Un agujero (y un tipo que se larga silbando)
La UE es, vivan los trazos gruesos, un puñado de normas, una comunidad de valores –hoy a la baja—, una moneda alicorta y, sobre todo, un mercado único de unos 500 millones de personas que va desde los bosques finlandeses hasta Sanlúcar de Barrameda, de Finisterre a la costa chipriota, y que es la auténtica joya de la corona de Europa junto a la zona Schengen, que permite la libre circulación de personas. Respecto a ese diamante en forma de Schengen y mercado único, Gibraltar es una especie de dolor de muelas: un agujero formidable. “Brexit means Brexit”, ha dicho Bruselas a los británicos desde que consumaron su salida de la Unión, pero en los últimos cuatro años esa divisa no ha valido para Gibraltar, que ha seguido operando como si nada: sin las obligaciones que conllevaría un pacto y prácticamente sin ningún control desde enero de 2021. Gibraltar vive en el mejor de los mundos, con las ventajas del mercado único y la libre circulación y sin ninguno de los deberes asociados.
El Brexit fue una pérdida enorme para la UE: con el referéndum que se sacó de la manga un irresponsable llamado David Cameron –sorpresas te da la vida: ahora es imprescindible para el pacto en Gibraltar— se iban casi 70 millones de personas, una potencia militar, una de las democracias más antiguas del planeta y una forma de mirar el mundo. Las negociaciones para la salida fueron un quebradero de cabeza. Y dejaron dos regalos envenenados: Irlanda del Norte y Gibraltar. El contencioso irlandés entró en vías de resolución pero sigue sin estar del todo resuelto. Gibraltar tampoco. Porque cuando se mezcan identidades y fronteras el lío está asegurado: el Ejecutivo de la muy olvidable Theresa May activó en 2021 una guerra retórica en la que los conservadores británicos llegaron a comparar a Gibraltar con las Malvinas. “35 años después de las Falkland, vamos a defender la libertad de un pequeño grupo de británicos contra otro país de habla hispana”, dijo entonces el líder conservador Michael Howard con ese tonillo de plaga de úlceras típico de los nacionalismos.

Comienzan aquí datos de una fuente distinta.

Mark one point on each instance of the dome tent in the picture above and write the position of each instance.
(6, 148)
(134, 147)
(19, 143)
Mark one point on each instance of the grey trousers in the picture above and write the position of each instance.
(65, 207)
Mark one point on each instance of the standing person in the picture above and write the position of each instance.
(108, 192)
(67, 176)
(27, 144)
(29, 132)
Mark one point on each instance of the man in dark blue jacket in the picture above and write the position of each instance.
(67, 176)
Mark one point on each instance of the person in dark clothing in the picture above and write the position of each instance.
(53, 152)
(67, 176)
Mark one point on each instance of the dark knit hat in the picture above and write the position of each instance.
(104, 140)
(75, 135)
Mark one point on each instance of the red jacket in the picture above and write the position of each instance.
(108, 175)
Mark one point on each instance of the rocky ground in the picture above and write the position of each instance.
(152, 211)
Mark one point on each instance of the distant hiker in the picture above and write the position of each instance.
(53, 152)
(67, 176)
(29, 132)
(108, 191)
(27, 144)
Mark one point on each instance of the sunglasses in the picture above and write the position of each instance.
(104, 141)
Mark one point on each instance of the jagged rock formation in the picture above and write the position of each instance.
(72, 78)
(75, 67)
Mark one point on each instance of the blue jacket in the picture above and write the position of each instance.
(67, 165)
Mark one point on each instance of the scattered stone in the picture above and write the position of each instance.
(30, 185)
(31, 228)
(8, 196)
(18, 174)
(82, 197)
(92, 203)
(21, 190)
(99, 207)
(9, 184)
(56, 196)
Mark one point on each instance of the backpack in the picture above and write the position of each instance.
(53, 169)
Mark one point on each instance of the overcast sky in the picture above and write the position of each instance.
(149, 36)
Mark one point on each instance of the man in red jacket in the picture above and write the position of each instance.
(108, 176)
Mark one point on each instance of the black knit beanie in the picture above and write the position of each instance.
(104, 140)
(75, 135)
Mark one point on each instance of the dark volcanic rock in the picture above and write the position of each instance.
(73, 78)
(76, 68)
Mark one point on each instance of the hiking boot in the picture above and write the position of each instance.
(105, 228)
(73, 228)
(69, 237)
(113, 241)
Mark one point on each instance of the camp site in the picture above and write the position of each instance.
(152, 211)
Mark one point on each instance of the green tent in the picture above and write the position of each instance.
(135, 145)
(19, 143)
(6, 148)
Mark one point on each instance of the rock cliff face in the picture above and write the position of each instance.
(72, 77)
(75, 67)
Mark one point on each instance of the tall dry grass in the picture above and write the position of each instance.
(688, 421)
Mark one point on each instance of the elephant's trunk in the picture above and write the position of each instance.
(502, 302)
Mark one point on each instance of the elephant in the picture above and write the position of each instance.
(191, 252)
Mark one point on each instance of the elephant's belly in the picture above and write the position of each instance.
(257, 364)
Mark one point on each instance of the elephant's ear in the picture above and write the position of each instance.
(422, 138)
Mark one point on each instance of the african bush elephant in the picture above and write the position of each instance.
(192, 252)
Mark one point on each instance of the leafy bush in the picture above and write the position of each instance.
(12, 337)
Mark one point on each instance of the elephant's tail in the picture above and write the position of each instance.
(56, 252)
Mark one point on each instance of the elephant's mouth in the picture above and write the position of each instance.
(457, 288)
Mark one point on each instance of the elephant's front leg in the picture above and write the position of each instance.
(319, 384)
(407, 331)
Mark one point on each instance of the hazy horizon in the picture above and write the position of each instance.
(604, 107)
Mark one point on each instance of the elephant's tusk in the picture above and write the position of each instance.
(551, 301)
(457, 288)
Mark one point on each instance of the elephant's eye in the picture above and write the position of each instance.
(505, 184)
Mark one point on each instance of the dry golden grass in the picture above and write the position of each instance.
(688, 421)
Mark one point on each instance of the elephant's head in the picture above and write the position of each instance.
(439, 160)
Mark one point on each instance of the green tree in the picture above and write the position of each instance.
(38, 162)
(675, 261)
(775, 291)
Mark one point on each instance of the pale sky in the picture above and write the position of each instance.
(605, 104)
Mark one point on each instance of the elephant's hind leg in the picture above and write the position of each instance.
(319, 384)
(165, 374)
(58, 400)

Y aun así, casi tres años de negociación están tocando a su fin, si logran salvarse los obstáculos de la gestión del aeropuerto, la movilidad de personas asociada a la zona Schengen y el embrollo aduanero, en un enclave que ha hecho fortuna con el contrabando de ta
baco, el tráfico de drogas y todo tipo de trapicheos financieros. Hacienda desconfía con razón. Exteriores también; de ahí que se haya convocado esa reunión al máximo nivel para darle un impulso político a la última milla de la negociación. Hay demasiado capital político sobre la mesa como para pensar que esas conversaciones no vayan a llegar a buen puerto. Pero España —o Bruselas— debería fijar una fecha límite, porque de lo contrario el agujero gibraltareño del mercado único y Schengen tenderá a eternizarse.
Tras consumarse el Brexit la marejada fue de aúpa. La herida no se ha cerrado, aunque las relaciones entre Londres y Bruselas han mejorado a ojos vista. Esa mejoría puede beneficiar a la negociación de Gibraltar, una cuesta arriba extenuante: habrá que ver
si británicos y españoles logran poner el cascabel al gato “en las próximas semanas”, como aventura España. Los gibraltareños vendían anoche que el acuerdo está “a la distancia de un beso”. Pero habría que recordar que los labios que hay que besar son los de Cameron, protagonista de uno de los mayores esperpentos políticos de los últimos tiempos, y mira que es difícil. Cameron convocó el referéndum de la salida de la UE para afianzarse en su partido. Lo perdió miserablemente. Se vio abocado a dejar el cargo. Y ese día, tras anunciar su dimisión ante una nube de periodistas, se volvió silbando hacia el 10 de Downing Street: la viva imagen de un irresponsable. Si de veras el acuerdo está a la distancia de un beso, habrá que estar atentos para que nadie se largue silbando y el agujero siga ahí sine die.